祀山の戦い

蜀の丞相の諸葛亮は夷陵の敗戦で疲弊した国力を回復し
魏へ侵攻する準備を立てていた。そこでまず、
魏に寝返っていたもと蜀将である上庸城太守孟達
を誘い蜀に付かせた。
司馬懿は魏の危機を悟り、急いで軍を発し、夜通しで強行させたため
孟達が準備する間に到着した。


孟達 なに!魏軍が我が城を包囲しているだと!
..............信じられん。


司馬懿は城を陥落させ孟達を斬った。


諸葛亮は劉備の遺志を叶えるため 魏討伐の兵を挙げようとしていた。
出陣するに及び、主劉禅に君主としての有るべき姿を諭した
「出師の表」を奉った。


諸葛亮 ついにこの時が来たか。
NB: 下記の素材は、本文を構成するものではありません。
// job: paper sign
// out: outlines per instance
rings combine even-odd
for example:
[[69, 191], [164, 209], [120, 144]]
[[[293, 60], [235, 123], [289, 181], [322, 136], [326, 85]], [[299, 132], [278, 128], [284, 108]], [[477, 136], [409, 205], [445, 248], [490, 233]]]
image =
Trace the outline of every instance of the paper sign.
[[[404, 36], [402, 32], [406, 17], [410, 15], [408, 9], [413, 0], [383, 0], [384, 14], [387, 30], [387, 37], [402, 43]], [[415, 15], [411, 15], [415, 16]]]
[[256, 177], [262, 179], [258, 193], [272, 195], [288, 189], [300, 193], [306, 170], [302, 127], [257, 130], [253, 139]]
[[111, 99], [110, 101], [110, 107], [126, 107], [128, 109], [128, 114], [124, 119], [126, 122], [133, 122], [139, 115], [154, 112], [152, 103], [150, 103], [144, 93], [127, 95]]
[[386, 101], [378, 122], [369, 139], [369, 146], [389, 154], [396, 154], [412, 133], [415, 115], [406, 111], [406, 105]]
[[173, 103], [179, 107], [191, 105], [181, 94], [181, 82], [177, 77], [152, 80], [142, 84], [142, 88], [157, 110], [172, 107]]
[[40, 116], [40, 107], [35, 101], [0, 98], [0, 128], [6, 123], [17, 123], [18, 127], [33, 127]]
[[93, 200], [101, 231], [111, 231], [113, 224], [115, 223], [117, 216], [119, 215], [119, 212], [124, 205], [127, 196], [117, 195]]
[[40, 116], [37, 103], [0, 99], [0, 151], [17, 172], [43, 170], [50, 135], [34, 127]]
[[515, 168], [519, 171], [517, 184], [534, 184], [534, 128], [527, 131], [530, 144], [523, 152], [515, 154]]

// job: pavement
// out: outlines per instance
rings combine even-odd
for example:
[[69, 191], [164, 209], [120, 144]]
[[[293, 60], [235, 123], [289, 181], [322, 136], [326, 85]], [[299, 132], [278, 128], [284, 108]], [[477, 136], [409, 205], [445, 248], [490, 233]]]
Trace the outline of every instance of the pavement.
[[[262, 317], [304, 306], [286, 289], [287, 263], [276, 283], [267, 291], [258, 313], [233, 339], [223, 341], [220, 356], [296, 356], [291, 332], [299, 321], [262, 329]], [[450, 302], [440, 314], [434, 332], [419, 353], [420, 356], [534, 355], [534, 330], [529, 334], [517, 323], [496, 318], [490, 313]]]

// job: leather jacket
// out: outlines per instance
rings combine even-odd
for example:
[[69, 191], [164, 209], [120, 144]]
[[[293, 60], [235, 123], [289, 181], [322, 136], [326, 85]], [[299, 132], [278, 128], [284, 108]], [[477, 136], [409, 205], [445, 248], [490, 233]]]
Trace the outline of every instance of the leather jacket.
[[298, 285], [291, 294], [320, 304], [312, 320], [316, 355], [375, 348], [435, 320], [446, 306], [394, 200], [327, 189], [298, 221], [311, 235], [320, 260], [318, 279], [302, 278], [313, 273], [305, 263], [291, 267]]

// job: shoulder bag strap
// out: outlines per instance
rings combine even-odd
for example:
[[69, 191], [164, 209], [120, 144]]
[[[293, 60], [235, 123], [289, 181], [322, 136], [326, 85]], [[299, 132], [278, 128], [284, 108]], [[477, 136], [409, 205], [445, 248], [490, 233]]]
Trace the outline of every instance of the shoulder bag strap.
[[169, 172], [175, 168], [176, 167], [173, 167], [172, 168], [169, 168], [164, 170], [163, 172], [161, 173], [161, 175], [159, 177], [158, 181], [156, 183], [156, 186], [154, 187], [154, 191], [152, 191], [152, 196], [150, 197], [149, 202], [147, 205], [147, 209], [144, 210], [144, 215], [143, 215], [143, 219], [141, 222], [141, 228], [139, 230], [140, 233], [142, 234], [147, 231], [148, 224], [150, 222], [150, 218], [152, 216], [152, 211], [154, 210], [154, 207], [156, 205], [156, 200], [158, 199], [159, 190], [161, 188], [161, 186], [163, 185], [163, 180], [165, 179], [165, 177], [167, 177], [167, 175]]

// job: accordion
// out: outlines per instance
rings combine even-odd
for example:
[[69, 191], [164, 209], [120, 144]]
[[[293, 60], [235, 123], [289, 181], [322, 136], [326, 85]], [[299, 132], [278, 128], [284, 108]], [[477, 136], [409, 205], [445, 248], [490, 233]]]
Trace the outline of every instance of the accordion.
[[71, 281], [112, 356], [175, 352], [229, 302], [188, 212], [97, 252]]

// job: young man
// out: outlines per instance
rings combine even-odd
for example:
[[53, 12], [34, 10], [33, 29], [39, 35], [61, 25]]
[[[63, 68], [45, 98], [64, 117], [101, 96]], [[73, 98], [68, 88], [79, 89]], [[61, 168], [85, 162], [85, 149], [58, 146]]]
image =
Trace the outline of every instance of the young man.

準備はすべて整った。さあ出陣だ。


まず諸葛亮は趙雲に少数の兵を持たせ箕谷方面に向かわせた。

曹真 なに!蜀が攻めてきた?蜀の先鋒は趙雲だと!!
遂に来たな。相手にとって不足はない。
全軍出撃じゃ!趙雲を討ち取って名を上げよ!


魏の大将軍曹真は大軍を箕谷に向かわせた。

橙芝 趙雲殿。見よ、なんと魏の兵の数の多いことだ。
私らは、無事でいられるのだろうか。


趙雲 安心せよ橙芝どの。
戦は兵の数だけで決まるものではない。
私に任せ給え。


曹真 おかしい。
夷陵の大敗の後にしても、あまりにも蜀の兵が少なすぎる。
まさか!!!!!


張郤 何をしているのだ曹真。それはおとりの部隊だ。


諸葛亮は自ら大軍を率いて祀山に出撃すると、
涼州一帯は震撼し、蜀に降伏した。
魏は慌てふためき皇帝曹叡は長安まで進出した。
張郤は諸葛亮の迎撃に向かった。

曹叡 陽動作戦か。
諸葛亮は頭の良い人物と聞く。
だが、どんな策を弄そうとこの長安は抜かせぬ。


諸葛亮は先鋒の将に周りの反対を押して、若い馬謖を指名した。

馬謖 山頂に陣を張れ。

王平 山のふもとにじんをはれといのが
じょうしょうのめいれいだったはずでは。

馬謖 高所から低所を攻めると勢いが倍すると兵法に言う。
敵が来たらあの山頂から一気に駆け下りるのだ、
そうすれば我が軍は大勝利をもたらす事が出来るだろう。

王平 ・・・ですが、ぐんりつに反してはなりません。

馬謖 将は臨機応変に対応しなければならぬ。
字も書けないおまえが生意気な口を利くな!!

周りの部将はこの布陣に反対した。
なぜなら諸葛亮はふもとに陣を張るよう命令したからである。
だが、馬謖は意見を曲げなかった。
本陣でこれを知った諸葛亮は、

諸葛亮 なに!!馬謖が山頂に陣を取ったと!!
愚か者が!


魏の張郤は地形を見、敵の布陣を確かめると、
ためらいも無く馬謖が陣を敷く山を包囲した。

馬謖 ???おかしい。なぜ敵は我が軍を警戒しないのか?

次第に兵糧、水に窮した馬謖軍は疲弊していった。

馬謖 ま。まずい。こんなはずでは。

馬謖軍は突破口を見つけるために無理やり張郤軍に突撃した。
が被害が出るばかり、馬謖が包囲から脱出する頃には
ほとんどの兵が魏に打ち破られるか降伏した。

張郤 ここの大将はバカか?

その中でも王平だけは隊伍を整え脱出したため被害が少なかった。


この敗北のため諸葛亮は退却を余儀なくされた。
耶谷方面の趙雲は魏の大軍からまともに攻撃を受けたが、
よく兵をまとめ、被害を最小限に押さえた。
馬謖は軍法に照らされ、諸葛亮は泣いて馬謖を斬った。